Diese Wochen muss Arsenal ohne einen (vermeintlichen) Spezialisten auf der "Sechs" auskommen. Aber Mikel Arteta füllt die Rolle mit einer Intelligenz und Disziplin aus, die höchstens der Playstation-Song auf sich vereinte. Mit dem nach vielen Verletzungen fitten Abou Diaby, einer Naturgewalt auf dem Level von Yaya Toure hat Arteta den perfekten Mann neben beziehungsweise vor sich. Beide sind zusammen besser, als Song es je war. Und mit Jack Wilshere kommt bald noch ein herausragender Mann für die Zentrale zurück.

Kein Wunder, dass die Arsenal-Fans nach acht Jahren ohne Titel sachte von Trophäen träumen. Ein Sieg im Derby gegen Chelsea am Samstag würde das Team zumindest als dritte Kraft hinter den beiden Manchester-Vereinen bestätigen. Ob es zu mehr reicht, hängt nicht zuletzt auch von Bould ab: er muss - anders als der passive Rice - das Training so geschickt dosieren, dass Arsenal von größeren Verletzungen verschont bleibt. Allzu viele Ausfälle kann dieser Kader nämlich ebenso verkraften wie vor zwei und vier Jahren, als Arsenal ähnlich gute Saisonstarts erwischte, am Ende aber mit leeren Händen dastand.
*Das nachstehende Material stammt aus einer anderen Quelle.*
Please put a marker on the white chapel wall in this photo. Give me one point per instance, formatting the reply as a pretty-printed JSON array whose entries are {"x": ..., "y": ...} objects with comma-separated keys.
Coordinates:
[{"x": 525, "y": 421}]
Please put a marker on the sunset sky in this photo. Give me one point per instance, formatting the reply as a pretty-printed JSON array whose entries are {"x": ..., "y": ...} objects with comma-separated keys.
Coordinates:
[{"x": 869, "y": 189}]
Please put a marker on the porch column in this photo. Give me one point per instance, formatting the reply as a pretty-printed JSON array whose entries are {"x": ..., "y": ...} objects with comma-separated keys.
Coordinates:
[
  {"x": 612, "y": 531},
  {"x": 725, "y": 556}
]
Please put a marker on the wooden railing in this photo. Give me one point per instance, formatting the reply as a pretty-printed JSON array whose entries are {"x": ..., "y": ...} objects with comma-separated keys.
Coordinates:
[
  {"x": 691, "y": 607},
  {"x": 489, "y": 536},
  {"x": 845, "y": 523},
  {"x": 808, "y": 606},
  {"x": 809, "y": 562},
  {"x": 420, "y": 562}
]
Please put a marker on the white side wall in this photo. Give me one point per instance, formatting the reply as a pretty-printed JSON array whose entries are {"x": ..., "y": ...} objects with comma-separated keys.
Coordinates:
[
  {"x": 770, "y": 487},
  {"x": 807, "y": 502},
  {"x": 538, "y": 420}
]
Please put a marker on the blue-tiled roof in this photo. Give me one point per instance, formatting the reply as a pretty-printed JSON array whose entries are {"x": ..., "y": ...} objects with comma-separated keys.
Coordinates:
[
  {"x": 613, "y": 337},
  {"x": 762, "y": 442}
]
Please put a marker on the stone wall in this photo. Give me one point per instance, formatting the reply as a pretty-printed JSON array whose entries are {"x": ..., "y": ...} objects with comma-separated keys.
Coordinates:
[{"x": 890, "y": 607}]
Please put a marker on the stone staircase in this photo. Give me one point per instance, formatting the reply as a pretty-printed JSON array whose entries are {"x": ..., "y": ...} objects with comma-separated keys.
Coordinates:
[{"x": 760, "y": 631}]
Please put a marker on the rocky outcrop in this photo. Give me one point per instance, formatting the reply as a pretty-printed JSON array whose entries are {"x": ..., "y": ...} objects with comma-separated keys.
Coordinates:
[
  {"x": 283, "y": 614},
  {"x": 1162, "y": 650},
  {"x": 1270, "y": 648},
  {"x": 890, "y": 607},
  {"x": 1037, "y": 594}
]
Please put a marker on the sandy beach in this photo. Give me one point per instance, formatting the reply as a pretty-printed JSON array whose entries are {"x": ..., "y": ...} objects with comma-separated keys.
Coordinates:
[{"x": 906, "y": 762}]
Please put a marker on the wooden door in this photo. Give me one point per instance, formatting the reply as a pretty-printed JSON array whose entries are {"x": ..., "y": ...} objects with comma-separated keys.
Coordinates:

Der FC Arsenal im Steckbrief

Raphael Honigstein lebt und arbeitet seit 18 Jahren in London. Für die "Süddeutsche Zeitung" berichtet er über den englischen Fußball und ist Kolumnist für die britische Tageszeitung "The Guardian". Beim früheren Premier-League-Rechteinhaber "Setanta Sports" fungierte Honigstein als Experte für den deutschen Fußball. In Deutschland wurde der 37-Jährige auch bekannt durch sein Buch "Harder, Better, Faster, Stronger - Die geheime Geschichte des englischen Fußballs". Zudem ist er als Blogger bei footbo.comtätig und auch unter twitter.com/honigstein zu finden.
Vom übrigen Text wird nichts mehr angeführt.